Isu mengenai tumpukan simpanan pemda di bank perbankan ini sejatinya pernah disuarakan pula oleh Purbaya Yudhi Sadewa semasa dirinya bertugas sebagai Menteri Keuangan.

Mengacu pada catatan resmi Kementerian Keuangan (Kemenkeu) per 15 Oktober 2025, saldo kas milik pemda di rekening perbankan membengkak menyentuh angka Rp234 triliun. Jumlah fantastis ini adalah akumulasi simpanan kas daerah sampai penutupan September 2025.

Purbaya membeberkan bahwa belum terserapnya kas daerah bukan akibat minusnya alokasi anggaran, melainkan lambatnya eksekusi belanja Anggaran Pendapatan dan Belanja Daerah (APBD).

"Pemerintah pusat sudah menyalurkan dana ke daerah dengan cepat. Sekali lagi, (untuk) memastikan uang itu benar-benar bekerja untuk rakyat," beber Purbaya saat menghadiri agenda Pengendalian Inflasi Daerah 2025 di Kantor Kemendagri, Jakarta, Senin (20/10/25).

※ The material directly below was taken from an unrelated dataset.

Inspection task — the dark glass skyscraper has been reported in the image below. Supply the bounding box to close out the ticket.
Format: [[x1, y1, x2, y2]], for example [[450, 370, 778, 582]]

Berdasarkan rilis Kemenkeu, besaran dana kas daerah yang mengendap dalam sistem bank terus mengalami fluktuasi selama kurun 5 tahun terakhir, terhitung tiap akhir September periode 2021 hingga 2025.

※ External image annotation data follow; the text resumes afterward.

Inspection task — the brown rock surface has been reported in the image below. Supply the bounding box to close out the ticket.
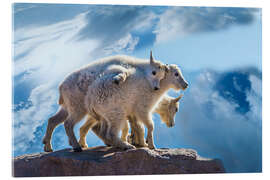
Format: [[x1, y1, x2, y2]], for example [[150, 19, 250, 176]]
[[13, 146, 225, 177]]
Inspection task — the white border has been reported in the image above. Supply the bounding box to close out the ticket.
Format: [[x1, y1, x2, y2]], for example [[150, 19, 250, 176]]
[[0, 0, 270, 180]]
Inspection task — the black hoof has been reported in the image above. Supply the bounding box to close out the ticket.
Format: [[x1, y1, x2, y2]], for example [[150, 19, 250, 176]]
[[73, 147, 82, 152], [113, 79, 119, 85]]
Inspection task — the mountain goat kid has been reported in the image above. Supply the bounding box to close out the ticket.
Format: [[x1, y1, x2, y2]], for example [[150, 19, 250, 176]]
[[43, 52, 166, 152], [85, 65, 188, 149], [79, 95, 182, 148]]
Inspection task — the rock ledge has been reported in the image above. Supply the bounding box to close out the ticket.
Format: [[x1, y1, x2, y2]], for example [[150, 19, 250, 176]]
[[13, 146, 225, 177]]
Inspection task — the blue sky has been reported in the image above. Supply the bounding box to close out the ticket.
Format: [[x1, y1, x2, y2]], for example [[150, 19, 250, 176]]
[[12, 4, 262, 172]]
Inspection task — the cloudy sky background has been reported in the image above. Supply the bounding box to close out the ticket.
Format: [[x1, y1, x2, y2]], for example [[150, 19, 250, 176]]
[[12, 4, 262, 172]]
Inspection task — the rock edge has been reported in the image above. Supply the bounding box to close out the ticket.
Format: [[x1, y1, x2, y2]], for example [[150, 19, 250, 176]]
[[13, 146, 225, 177]]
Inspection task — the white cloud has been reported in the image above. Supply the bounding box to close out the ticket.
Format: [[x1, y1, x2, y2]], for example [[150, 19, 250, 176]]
[[13, 11, 98, 152], [154, 7, 260, 43]]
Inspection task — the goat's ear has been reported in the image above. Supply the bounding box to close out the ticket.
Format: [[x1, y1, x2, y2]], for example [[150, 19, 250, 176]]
[[150, 50, 154, 64], [173, 94, 183, 102]]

Sepanjang 2021 lalu, simpanan pemda di rekening bank berada pada level Rp194,1 triliun, lalu merangkak naik hingga Rp223,8 triliun pada 2022.

Nilai tersebut sempat terkoreksi turun menjadi Rp211,7 triliun di 2023, serta makin menyusut menjadi Rp208,6 triliun pada 2024.

Kendati demikian, memasuki 2025 simpanan pemda justru melambung tajam hingga Rp234 triliun, mencatatkan rekor tertinggi simpanan kas daerah dalam lima tahun terakhir.